I decided to tackle a bad the driver side sway bar link. After doing a wheel bearing, drive axle seal and strut upper mount recently without any hiccups, I though this one will be a walk in the park, WRONG!
The lower nut was rusted in pretty good and I rounded it off. I had to go in with a hacksaw, cut the link off, drill through the remaining shaft and then twist it off, thankfully the nut had a bit of bite left.
What would've been a 30 minute job turned into an hour and a half knuckle buster.

Pictures of the carnage are below.

20190518_105617.jpg


20190518_093459.jpg
 
ugh...I did the same [censored] thing. how did you fix it? I tried to drill it out - no dice. Also couldn't get a good solid shot with a hammer and punch, because the sway bar kept moving. Had to take it to a shop with my tail between my legs.
 
You gotta grind down past the "rust lock" then you can knock what's left of the stud through.

Sway bar links are an almost gimme that they won't come loose.
 
Originally Posted by Chester11
ugh...I did the same [censored] thing. how did you fix it? I tried to drill it out - no dice. Also couldn't get a good solid shot with a hammer and punch, because the sway bar kept moving. Had to take it to a shop with my tail between my legs.


Yes I tried to punch it through at first too, but then I realized there is a flange that the sway bar link presses against. I highlighted it below. You can hammer all you want on it, it will not budge. So I drilled through the center, about 1/4 inch, didn't want to go further as I couldn't get it exactly centered due to access and I was afraid of drilling into the sway bar itself. Then I pout a pair of vice grips on that flange and twisted the nut. Drilling though weakened the shaft enough that it sheared off.


[Linked Image]
 
They salt the roads here in winter so when doing certain suspension repairs, but especially sway bar links, I assume I will need an angle grinder and may just reach for it before even trying a wrench.

As far as the stud left severed in the sway bar, I probably would have given it a shot of penetrant then tried a screw tool, meaning a ball joint press or tie rod press or if nothing else, a large C-clamp with a cup over the side you want to pop the stud out of.

However, I like to replace sway bar bushings too, so I might have just cut the links, took the whole sway bar out (has to come down anyway to put new bar bushings on) and had it on a bench for the rest of the job, where it's also easier to clean some rust off the bar including the area where it pivots in its bushings.
 
Originally Posted by eljefino
You gotta grind down past the "rust lock" then you can knock what's left of the stud through.

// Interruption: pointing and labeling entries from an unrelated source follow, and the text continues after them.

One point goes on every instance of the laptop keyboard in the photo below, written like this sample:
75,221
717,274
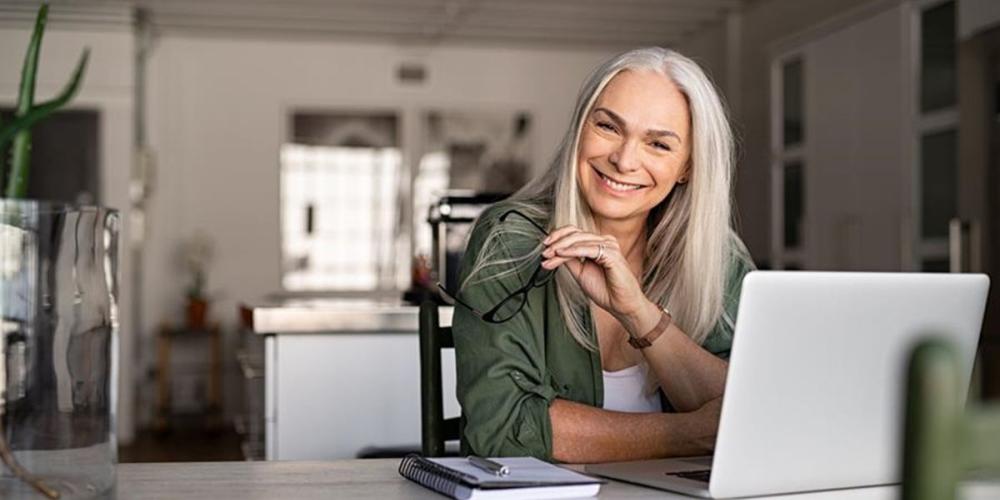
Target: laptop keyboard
694,475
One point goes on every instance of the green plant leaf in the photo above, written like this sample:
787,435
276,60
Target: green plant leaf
17,186
20,155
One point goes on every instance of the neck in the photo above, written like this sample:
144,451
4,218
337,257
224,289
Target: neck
631,236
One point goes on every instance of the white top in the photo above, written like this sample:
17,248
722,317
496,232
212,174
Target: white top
623,391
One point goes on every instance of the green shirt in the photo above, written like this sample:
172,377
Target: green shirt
509,373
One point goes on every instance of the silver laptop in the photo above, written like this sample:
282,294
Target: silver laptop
815,388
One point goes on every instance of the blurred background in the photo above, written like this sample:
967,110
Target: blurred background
285,166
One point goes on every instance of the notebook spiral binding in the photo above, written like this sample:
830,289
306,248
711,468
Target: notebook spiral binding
432,475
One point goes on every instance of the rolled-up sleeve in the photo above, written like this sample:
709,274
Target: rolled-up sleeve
720,340
503,385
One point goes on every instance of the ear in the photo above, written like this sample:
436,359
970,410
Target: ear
686,174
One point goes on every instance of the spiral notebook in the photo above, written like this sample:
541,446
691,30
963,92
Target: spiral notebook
529,478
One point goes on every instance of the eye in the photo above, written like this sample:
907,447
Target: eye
661,146
606,126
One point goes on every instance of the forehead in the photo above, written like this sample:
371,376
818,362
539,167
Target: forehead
646,99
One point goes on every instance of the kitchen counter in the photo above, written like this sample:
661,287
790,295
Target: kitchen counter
341,376
337,316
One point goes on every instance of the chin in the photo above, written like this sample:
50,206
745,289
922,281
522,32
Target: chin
615,209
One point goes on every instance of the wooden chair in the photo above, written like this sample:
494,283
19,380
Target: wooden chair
942,439
434,428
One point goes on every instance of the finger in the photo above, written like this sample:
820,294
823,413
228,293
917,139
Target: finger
559,233
571,240
574,265
592,251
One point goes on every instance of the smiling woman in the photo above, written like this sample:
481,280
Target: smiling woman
622,355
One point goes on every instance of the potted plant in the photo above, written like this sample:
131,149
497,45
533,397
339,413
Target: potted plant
58,299
195,256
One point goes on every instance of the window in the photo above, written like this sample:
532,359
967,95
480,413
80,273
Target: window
788,165
339,180
936,133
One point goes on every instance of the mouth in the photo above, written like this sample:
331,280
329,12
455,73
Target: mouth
617,186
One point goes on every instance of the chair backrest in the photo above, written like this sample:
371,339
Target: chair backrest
943,438
434,428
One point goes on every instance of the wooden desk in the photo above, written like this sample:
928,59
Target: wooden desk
374,479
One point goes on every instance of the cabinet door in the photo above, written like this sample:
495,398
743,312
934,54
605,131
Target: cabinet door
856,175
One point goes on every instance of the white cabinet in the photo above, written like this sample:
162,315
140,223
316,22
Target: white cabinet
329,394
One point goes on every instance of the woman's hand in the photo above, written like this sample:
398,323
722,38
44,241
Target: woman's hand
599,267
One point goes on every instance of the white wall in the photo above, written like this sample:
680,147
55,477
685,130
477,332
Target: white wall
217,115
763,23
108,88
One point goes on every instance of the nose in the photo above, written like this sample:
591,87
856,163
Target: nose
625,158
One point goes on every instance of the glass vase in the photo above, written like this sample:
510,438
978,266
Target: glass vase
58,369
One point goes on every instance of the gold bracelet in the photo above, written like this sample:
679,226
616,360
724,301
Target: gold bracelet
647,340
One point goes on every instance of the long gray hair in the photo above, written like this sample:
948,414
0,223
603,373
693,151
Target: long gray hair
689,234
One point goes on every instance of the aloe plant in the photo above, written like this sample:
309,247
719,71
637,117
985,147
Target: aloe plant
28,113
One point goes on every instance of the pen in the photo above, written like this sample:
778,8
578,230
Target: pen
489,465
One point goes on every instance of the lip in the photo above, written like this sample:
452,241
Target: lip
604,185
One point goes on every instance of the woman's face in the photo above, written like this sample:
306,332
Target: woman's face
634,146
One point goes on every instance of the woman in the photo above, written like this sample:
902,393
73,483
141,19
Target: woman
614,274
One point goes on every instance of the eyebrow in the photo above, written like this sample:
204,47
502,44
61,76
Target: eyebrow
651,132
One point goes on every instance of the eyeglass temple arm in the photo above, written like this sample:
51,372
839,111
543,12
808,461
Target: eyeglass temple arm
454,298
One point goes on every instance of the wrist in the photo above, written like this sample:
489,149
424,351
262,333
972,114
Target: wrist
642,319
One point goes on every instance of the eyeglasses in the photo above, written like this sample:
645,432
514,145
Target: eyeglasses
513,303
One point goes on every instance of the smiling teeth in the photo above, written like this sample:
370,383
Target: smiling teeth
617,186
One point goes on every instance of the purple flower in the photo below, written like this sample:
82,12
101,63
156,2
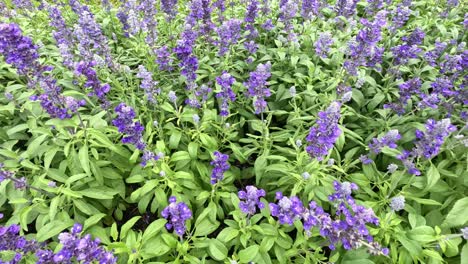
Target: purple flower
227,94
20,52
310,8
287,13
149,23
176,215
409,50
365,159
257,86
172,97
397,203
99,89
268,25
406,90
132,130
23,4
287,209
221,165
433,55
229,33
163,59
392,168
148,84
399,17
363,51
428,143
73,247
89,34
464,232
322,45
346,8
169,7
349,227
63,35
323,136
388,140
250,199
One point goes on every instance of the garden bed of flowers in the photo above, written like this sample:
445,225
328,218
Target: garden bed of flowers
233,131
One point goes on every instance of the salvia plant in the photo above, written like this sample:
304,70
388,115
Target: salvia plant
215,131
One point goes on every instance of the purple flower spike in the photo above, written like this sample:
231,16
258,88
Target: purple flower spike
250,199
132,130
287,209
257,86
323,136
176,215
227,94
220,166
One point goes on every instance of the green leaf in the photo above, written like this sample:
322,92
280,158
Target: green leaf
413,247
227,234
458,216
464,254
85,207
209,142
174,139
249,253
422,234
433,176
153,229
101,193
114,231
54,206
84,159
217,250
52,229
92,220
128,225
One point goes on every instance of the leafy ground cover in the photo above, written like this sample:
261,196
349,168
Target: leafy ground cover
144,131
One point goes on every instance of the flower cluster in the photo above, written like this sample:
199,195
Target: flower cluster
250,199
229,34
310,8
349,226
287,209
322,45
98,89
176,214
287,13
148,84
74,247
397,203
364,50
163,59
323,136
399,17
427,143
132,130
409,49
257,86
62,34
91,40
227,94
169,7
220,166
20,52
406,90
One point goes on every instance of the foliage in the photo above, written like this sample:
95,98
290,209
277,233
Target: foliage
213,131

Sway bar links are an almost gimme that they won't come loose.


Yup, it's pretty much a given in the rust belt, but I was optimistic as the passenger side went without any issues about two years ago. I would probably get to the grinder eventually if the drill didn't work
lol.gif
 
Last edited:
Originally Posted by KrisZ
Originally Posted by gathermewool
Stupid question: did you spray with penetrant prior to?

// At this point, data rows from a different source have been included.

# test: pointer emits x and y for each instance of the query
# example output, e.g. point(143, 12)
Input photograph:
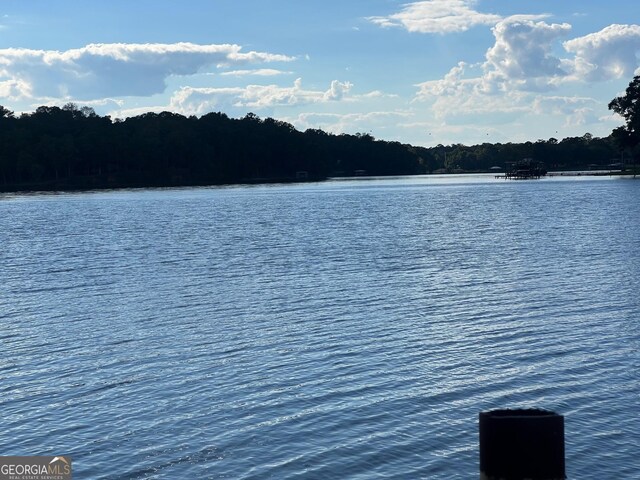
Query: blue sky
point(425, 72)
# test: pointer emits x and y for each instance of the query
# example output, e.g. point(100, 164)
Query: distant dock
point(525, 169)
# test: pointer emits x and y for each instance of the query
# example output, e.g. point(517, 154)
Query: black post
point(521, 444)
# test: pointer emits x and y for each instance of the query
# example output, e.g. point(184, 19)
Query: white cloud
point(575, 110)
point(507, 85)
point(437, 16)
point(103, 70)
point(611, 53)
point(197, 101)
point(524, 49)
point(349, 122)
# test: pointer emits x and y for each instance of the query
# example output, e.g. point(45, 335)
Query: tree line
point(73, 147)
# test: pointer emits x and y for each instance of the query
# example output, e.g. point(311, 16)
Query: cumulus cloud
point(197, 101)
point(575, 110)
point(347, 123)
point(524, 49)
point(103, 70)
point(608, 54)
point(437, 16)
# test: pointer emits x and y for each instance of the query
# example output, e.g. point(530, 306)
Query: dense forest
point(73, 147)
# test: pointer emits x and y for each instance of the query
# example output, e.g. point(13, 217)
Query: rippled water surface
point(347, 329)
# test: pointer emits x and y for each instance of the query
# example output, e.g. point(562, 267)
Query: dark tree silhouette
point(72, 147)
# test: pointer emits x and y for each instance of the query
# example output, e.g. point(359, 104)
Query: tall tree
point(628, 107)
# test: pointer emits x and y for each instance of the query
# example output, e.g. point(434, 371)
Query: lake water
point(351, 329)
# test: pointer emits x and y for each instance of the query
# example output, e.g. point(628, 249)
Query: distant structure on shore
point(524, 169)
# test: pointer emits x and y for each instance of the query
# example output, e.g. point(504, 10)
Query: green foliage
point(628, 107)
point(73, 147)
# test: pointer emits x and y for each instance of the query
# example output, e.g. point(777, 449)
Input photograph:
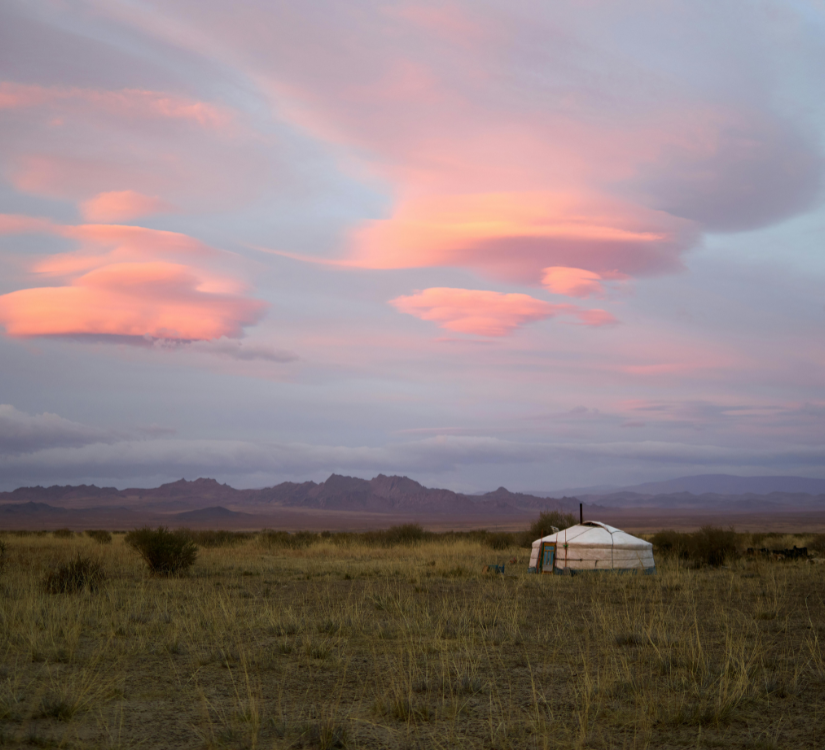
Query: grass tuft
point(164, 552)
point(74, 576)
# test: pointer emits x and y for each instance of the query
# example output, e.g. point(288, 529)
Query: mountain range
point(349, 502)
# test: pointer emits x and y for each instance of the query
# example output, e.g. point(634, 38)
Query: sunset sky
point(479, 243)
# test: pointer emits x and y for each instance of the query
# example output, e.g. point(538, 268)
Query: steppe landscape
point(399, 640)
point(316, 316)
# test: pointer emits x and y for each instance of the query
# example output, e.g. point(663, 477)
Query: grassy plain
point(406, 647)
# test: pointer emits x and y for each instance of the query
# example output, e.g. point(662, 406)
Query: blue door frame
point(547, 557)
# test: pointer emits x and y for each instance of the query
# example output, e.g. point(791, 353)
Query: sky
point(479, 243)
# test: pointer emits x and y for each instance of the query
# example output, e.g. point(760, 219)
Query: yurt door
point(548, 556)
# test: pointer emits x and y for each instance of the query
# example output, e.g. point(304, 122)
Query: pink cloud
point(517, 235)
point(121, 282)
point(121, 205)
point(18, 224)
point(572, 282)
point(156, 300)
point(486, 313)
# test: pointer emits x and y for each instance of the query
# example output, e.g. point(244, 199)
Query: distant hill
point(382, 494)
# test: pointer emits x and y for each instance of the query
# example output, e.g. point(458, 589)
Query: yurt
point(591, 546)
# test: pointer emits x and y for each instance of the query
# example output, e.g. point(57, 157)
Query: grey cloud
point(24, 433)
point(245, 352)
point(238, 460)
point(758, 174)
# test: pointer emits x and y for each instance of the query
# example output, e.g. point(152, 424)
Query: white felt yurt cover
point(596, 546)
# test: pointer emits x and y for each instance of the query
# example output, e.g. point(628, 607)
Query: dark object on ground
point(74, 576)
point(708, 546)
point(100, 536)
point(797, 553)
point(493, 569)
point(165, 552)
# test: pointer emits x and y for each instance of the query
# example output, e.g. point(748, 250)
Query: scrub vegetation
point(396, 639)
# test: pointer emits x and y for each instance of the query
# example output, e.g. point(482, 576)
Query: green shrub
point(165, 552)
point(100, 536)
point(76, 575)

I didn't and that was probably stupid of me.
Are you from Ontario or what? You're making us look bad over there, foreigner!
wink.gif
 
I have never known anything different, almost every job is like this. Essential tools, smoke wrench, cutoff wheel, air hammer, power hacksaw, mig welder, cobalt drills, punches and chisels and thin body wrenches.
 
I always hit some snag. If not a snag, I forget something that wastes a bunch of time. It seems like the DIYer can never win...
 
Originally Posted by KrisZ
Originally Posted by Chester11
ugh...I did the same [censored] thing. how did you fix it? I tried to drill it out - no dice. Also couldn't get a good solid shot with a hammer and punch, because the sway bar kept moving. Had to take it to a shop with my tail between my legs.


Yes I tried to punch it through at first too, but then I realized there is a flange that the sway bar link presses against. I highlighted it below. You can hammer all you want on it, it will not budge. So I drilled through the center, about 1/4 inch, didn't want to go further as I couldn't get it exactly centered due to access and I was afraid of drilling into the sway bar itself. Then I pout a pair of vice grips on that flange and twisted the nut. Drilling though weakened the shaft enough that it sheared off.


[Linked Image]




Thats where a small mig welder helps out. Weld a nut on there and wrench it out. The heat from the weld helps break it free.
 
I'm not a huge fan of EricTheCarGuy, but something he said in one of his videos really struck a chord with me -
"There comes a point during every repair where you say to yourself, 'why am I making my life so difficult?'"
 
Originally Posted by KrisZ
Originally Posted by gathermewool
Stupid question: did you spray with penetrant prior to?


I didn't and that was probably stupid of me.


Not stupid at all!

I've done the same [censored] thing and learned from it. I now wouldn't dream of removing ANY fastener without douching it with penetrant multiple times before trying to remove them.
 
Originally Posted by maxdustington
Originally Posted by KrisZ
Originally Posted by gathermewool
Stupid question: did you spray with penetrant prior to?


I didn't and that was probably stupid of me.
Are you from Ontario or what? You're making us look bad over there, foreigner!
wink.gif



Hehehe, yeah I know. The sun must be messing with my head, back in Ontario I would've soaked that thing in penetrating fluid for a week prior to the repair.